Abscisic acid (ABA) and gibberellic acid (GA) were notable mutual antagonism phytohormones which have been proved to affect PH (Yaish et al. 2010). Dwarfing gene OsAP2-39 has been confirmed to increase endogenous ABA level through up-regulating ABA biosynthetic gene OsNCED-1 which could make the EUI protein up-regulate expression to deactivate gibberellins in rice (Yaish et al. 2010). In Arabidopsis thaliana, the UBP24 mutant was hypersensitive to ABA in both post-germinative stage and seedling growth. UBP24 had deubiquitinating enzyme activity which was essential for UBP24 function. UBP24 genetically located upstream of ABI2, and the phosphatase activity of protein phosphatase 2C (PP2Cs including ABI1 and ABI2) was lower in the UBP24 mutant than that in the wild type in the presence of ABA. These results supported the important regulatory role for the UBP24 that negatively regulate ABA signaling in plant (Zhao et al. 2016). To sum up, the wheat homologs of Arabidopsis thaliana UBP24, TaUBP24 might indirectly up-regulate GA expression in the pathway and consequently affecting PH.

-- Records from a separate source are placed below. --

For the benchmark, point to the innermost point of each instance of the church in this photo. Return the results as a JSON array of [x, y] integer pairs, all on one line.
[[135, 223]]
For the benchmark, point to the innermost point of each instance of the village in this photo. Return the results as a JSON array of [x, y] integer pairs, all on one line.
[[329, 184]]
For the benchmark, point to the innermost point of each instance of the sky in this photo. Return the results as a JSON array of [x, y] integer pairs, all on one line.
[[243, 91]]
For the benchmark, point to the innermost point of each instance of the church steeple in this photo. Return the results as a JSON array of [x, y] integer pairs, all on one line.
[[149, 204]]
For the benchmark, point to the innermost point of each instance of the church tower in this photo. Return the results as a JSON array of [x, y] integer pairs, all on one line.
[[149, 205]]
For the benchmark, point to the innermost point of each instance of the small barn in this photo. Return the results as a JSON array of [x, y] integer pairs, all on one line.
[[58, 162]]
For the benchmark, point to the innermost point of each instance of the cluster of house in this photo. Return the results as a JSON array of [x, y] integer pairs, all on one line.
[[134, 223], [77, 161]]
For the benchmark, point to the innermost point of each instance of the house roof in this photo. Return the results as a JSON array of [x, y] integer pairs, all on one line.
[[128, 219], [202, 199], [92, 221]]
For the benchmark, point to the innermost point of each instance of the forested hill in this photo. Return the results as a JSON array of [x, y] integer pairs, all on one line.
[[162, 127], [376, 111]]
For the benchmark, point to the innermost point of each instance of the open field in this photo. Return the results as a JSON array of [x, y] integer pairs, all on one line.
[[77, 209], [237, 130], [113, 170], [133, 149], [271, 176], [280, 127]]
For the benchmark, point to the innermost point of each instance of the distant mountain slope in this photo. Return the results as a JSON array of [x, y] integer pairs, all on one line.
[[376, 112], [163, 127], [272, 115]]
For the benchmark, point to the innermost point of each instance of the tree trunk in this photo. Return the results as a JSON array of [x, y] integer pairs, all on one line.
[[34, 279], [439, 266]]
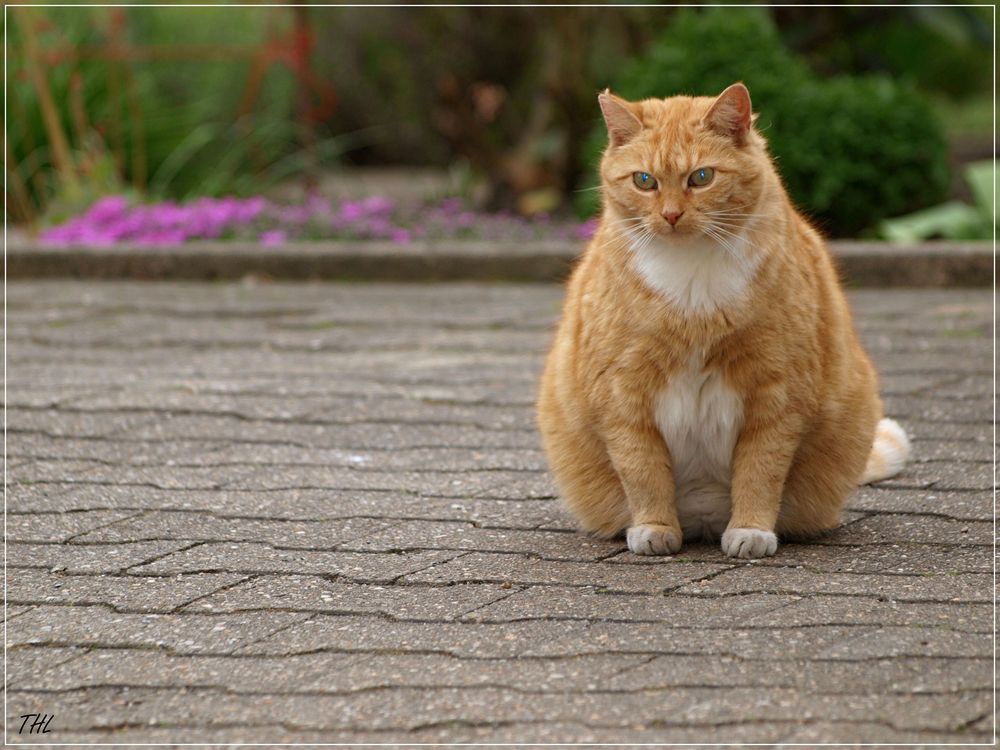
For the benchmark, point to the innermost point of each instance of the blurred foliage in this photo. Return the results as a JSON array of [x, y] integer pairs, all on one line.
[[851, 150], [953, 220], [503, 95], [942, 49], [509, 91], [168, 128]]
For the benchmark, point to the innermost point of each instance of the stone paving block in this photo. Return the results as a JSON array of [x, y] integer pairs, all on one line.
[[26, 664], [921, 588], [902, 529], [42, 497], [261, 558], [901, 558], [58, 527], [915, 641], [406, 459], [548, 545], [323, 672], [499, 568], [886, 676], [931, 410], [943, 475], [352, 436], [74, 424], [812, 610], [124, 593], [88, 558], [370, 634], [430, 483], [209, 527], [931, 449], [109, 450], [316, 594], [293, 505], [971, 506], [262, 423], [187, 633], [873, 733], [576, 604], [13, 611], [184, 400], [951, 431], [657, 638]]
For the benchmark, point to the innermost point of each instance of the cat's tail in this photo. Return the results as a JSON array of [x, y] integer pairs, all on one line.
[[889, 453]]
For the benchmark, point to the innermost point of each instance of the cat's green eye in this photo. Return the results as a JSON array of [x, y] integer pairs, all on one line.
[[644, 180], [701, 177]]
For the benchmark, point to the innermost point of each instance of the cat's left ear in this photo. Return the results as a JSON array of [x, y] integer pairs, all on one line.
[[731, 114]]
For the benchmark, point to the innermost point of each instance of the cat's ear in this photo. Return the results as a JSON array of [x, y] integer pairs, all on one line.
[[622, 123], [731, 114]]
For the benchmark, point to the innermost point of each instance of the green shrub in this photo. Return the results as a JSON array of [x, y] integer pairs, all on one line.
[[852, 151]]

In our study, two significant SNPs located in TaUBP24, together with the other two SNPs were classified into two haplotypes in 192 wheat lines. The PH was significantly different between haplotype I and II. Also, the synthetic hexaploid wheat lines were significantly higher than the cultivars in haplotype I and II (Table S8). The possible reason might be that synthetic hexaploid wheat was obtained by crossing of durum wheat and Aegilops tauschii and did not subject to artificial selection (Zegeye et al. 2014). PH was complex quantitative trait controlled by multiple genes (Zhang et al. 2017). The effect of TaUBP24 gene on the PH was highlighted in the cultivars by selection breeding.

In conclusion, several candidate genes associated with GPC, TKW, and SSV were found by using GWAS and RNA-Seq. TaUBP24, encoding an ubiquitin-specific protease, was first identified to be associated with PH. The functional markers of TaUBP24 could be directly used for marker-assisted selection to improve wheat quality and yield.